Friday, February 17, 2012

Payroll and Performance Analysis

Yesterday, I wrote about the relationship between MLB regular season team payroll and regular season performance. Today, I am going to go through how I calculated this, step-by-step, for those that are interested in how I came up with the numbers yesterday. As I have been looking at MLB recently, I will be using MLB as the example.

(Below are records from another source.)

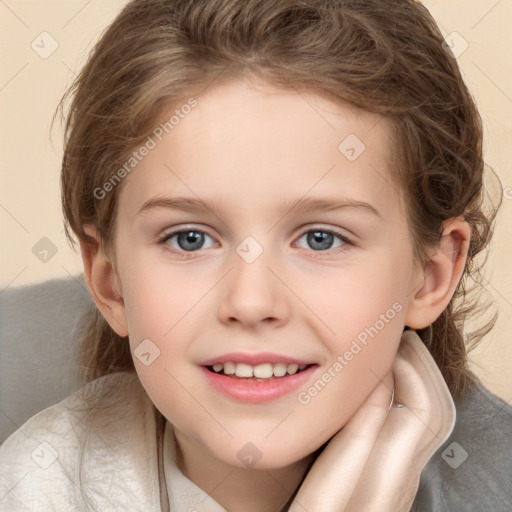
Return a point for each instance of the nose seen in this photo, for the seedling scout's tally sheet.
(253, 295)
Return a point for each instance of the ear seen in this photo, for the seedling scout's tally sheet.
(103, 281)
(440, 275)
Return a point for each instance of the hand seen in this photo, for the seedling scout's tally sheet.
(374, 463)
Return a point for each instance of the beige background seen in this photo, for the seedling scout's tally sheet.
(30, 88)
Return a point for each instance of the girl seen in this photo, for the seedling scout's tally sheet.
(278, 206)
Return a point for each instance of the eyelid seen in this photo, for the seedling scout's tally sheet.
(171, 232)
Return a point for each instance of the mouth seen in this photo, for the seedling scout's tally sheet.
(261, 378)
(264, 372)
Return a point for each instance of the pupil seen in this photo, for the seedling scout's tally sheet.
(316, 238)
(192, 237)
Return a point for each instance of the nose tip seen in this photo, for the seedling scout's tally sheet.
(252, 295)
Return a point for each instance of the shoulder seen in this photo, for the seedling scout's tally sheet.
(93, 450)
(471, 471)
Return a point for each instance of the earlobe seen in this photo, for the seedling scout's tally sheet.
(103, 282)
(440, 275)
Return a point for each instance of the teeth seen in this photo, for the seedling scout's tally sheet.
(229, 368)
(279, 370)
(292, 369)
(243, 370)
(261, 371)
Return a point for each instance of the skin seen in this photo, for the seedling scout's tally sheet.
(251, 150)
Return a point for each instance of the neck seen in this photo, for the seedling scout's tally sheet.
(235, 488)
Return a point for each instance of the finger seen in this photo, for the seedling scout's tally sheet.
(411, 434)
(334, 475)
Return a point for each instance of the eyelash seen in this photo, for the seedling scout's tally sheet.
(167, 236)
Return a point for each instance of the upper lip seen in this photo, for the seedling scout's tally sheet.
(253, 359)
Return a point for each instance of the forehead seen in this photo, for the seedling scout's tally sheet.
(245, 143)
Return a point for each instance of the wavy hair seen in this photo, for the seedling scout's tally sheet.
(383, 56)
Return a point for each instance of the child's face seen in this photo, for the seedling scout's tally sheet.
(339, 306)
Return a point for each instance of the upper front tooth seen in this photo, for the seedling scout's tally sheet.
(243, 370)
(292, 368)
(263, 371)
(280, 369)
(229, 368)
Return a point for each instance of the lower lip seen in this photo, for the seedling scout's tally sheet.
(251, 391)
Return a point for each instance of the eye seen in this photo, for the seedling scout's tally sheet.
(189, 240)
(322, 239)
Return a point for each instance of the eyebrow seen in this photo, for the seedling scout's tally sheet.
(301, 205)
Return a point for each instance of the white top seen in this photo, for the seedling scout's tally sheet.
(122, 456)
(184, 495)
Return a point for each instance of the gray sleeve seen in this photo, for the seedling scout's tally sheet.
(472, 471)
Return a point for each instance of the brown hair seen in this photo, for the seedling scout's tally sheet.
(383, 56)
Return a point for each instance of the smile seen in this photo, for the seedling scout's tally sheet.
(261, 372)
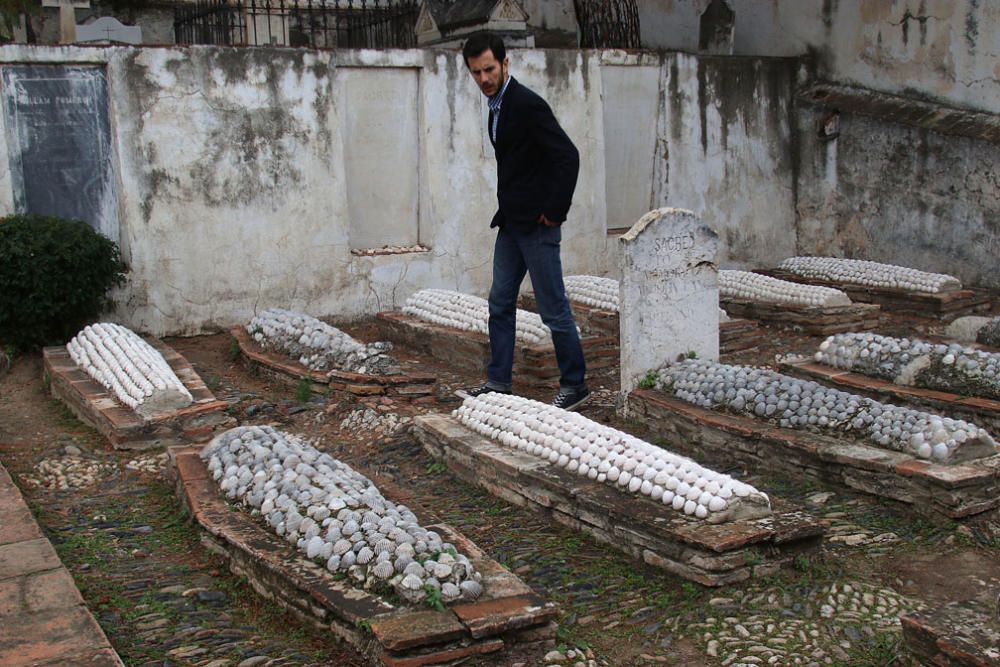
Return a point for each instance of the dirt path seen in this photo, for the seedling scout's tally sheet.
(163, 599)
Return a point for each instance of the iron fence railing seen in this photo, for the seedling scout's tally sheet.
(369, 24)
(608, 24)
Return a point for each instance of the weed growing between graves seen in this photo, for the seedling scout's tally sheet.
(648, 381)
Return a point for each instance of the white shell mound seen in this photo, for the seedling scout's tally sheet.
(601, 453)
(129, 367)
(336, 515)
(471, 313)
(802, 404)
(914, 362)
(872, 274)
(755, 287)
(600, 293)
(990, 333)
(319, 346)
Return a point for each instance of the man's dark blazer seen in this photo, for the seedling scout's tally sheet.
(537, 164)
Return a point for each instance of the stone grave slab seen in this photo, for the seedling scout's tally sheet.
(943, 306)
(712, 555)
(534, 365)
(507, 615)
(984, 412)
(125, 428)
(952, 491)
(404, 387)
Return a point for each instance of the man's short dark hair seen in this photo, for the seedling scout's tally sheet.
(481, 42)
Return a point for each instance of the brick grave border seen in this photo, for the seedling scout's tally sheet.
(943, 305)
(983, 412)
(44, 618)
(737, 335)
(123, 427)
(508, 615)
(958, 634)
(813, 320)
(414, 387)
(709, 554)
(534, 365)
(953, 491)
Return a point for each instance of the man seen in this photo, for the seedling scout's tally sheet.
(537, 167)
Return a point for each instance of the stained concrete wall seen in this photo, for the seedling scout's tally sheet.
(902, 195)
(947, 50)
(235, 168)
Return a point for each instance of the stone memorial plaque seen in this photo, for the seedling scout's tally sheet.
(669, 293)
(59, 136)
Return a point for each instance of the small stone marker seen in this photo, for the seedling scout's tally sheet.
(669, 293)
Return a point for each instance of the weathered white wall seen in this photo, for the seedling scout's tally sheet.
(945, 49)
(902, 195)
(235, 174)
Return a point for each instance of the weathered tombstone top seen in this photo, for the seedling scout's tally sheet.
(108, 30)
(669, 293)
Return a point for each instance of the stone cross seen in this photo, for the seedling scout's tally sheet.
(668, 295)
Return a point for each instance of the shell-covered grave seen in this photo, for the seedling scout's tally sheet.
(471, 313)
(748, 286)
(129, 367)
(989, 334)
(913, 362)
(336, 516)
(870, 274)
(803, 404)
(318, 345)
(592, 450)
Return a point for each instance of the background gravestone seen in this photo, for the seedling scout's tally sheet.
(60, 140)
(669, 293)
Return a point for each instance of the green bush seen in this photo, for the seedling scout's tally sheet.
(54, 278)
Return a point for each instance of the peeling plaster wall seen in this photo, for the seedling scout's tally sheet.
(902, 195)
(233, 197)
(947, 50)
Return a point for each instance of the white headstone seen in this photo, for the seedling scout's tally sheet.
(109, 30)
(669, 293)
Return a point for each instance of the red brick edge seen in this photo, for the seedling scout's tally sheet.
(43, 616)
(508, 613)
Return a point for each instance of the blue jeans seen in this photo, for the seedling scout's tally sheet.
(533, 251)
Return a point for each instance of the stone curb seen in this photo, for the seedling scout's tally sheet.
(124, 428)
(508, 614)
(710, 554)
(42, 613)
(737, 335)
(955, 491)
(959, 634)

Step 1: Copy the team payroll data for the time period you are interested in analyzing and paste into a spreadsheet - I use Excel. For the team payroll data I used USA Today's salary database covering the 1988 to 2011 seasons. I also add a column named season and typed in the season year so I can easily keep track of each season.
Step 2: For each season of team payroll data, sort the data by team name, or if you include the season, then just sort by season (smallest to largest) and by team (A to Z). (Please note that USA Today has changed the names of previous named teams to their current name - thus the Montreal Expos (1988 - 2004) are named for the entire time period the Washington Nationals; the California Angels (1988 - 1997) and then Anaheim Angels (1998 - 2004) are the Los Angeles Angels for the entire time period; the Florida Marlins (1993 - 2011) are the Miami Marlins. In order for the teams to line up together with the team performance data in step 6, I renamed the teams to their original names in the USA Today payroll Excel data).
Step 3: Calculate relative payroll for the first season by taking each team's total payroll and dividing by that seasons average payroll. So that I do not have to keep changing the denominator for a single season, I use the following formula in Excel for the 1988 MLB team payroll where the total payroll data is in column B. =B2/AVERAGE(B$2:B$27) Now you can copy this formula down the column for that single season and you will be calculating relative payroll for each team correctly for that single season. Then repeat this step for each of the other seasons you are analyzing. Remember to change the range in the denominator each time you change to a new season.
Step 4: Copy the team final regular season standings data for each season of team payroll data into a spreadsheet (I did this in another worksheet in case I made a mistake I will not have to re-copy the payroll data). For the team regular season standings data I used MLB.com. If you choose to use another source for the team regular season data and that data does not have regular season winning percent (they do at mlb.com), make sure you calculate it for each team in the entire time period. Remember winning percent is wins/games played. Again, I also include the season year for each season.
Step 5: For each season of team regular season standings data, sort the data by team name. Or if you have included the season year, then just sort by season (smallest to largest) and add a level to sort by team name (A to Z), and after a little clean-up, you have the each season just as you did with the payroll data.
Step 6: Combine both data sets together (I did this in another worksheet - which I would recommend in case there are any errors you do not have to copy the data again). Make sure that each team for a given season of relative payroll data matches each team for a given season with the winning percent data for each season.
Step 7: Run a linear regression in Excel or (one of many YouTube how-to videos) with regular season winning percent as the dependent variable and relative payroll as the independent variable. I also choose to include a constant term to allow for the possibility of the intercept in the regression to not be forced to equal zero.
Step 8: Interpret the regression results that are displayed in the new worksheet.
Step 8a: Note that the coefficient on relative payroll is positive and statistically significant. Which I interpret as a one unit increase in relative payroll will increase winning percentage by that amount (positive part); and since the t-stat is statistically significant, I interpret this as being different from zero (no effect). I do not disagree that there is a statistical relationship between relative payroll and team winning percentage, but how much of a relationship is what is the issue.
Step 8b: For this, I turn to R-squared (or adjusted R-squared) which I interpret as the amount that the variation in relative payroll "explains" the variation in winning percent, and this is less than half. Thus the variation in relative payroll "explains" less than 50% of the variation in winning percentage, and if we are going to claim that payroll determines winning percentage, this would be much higher.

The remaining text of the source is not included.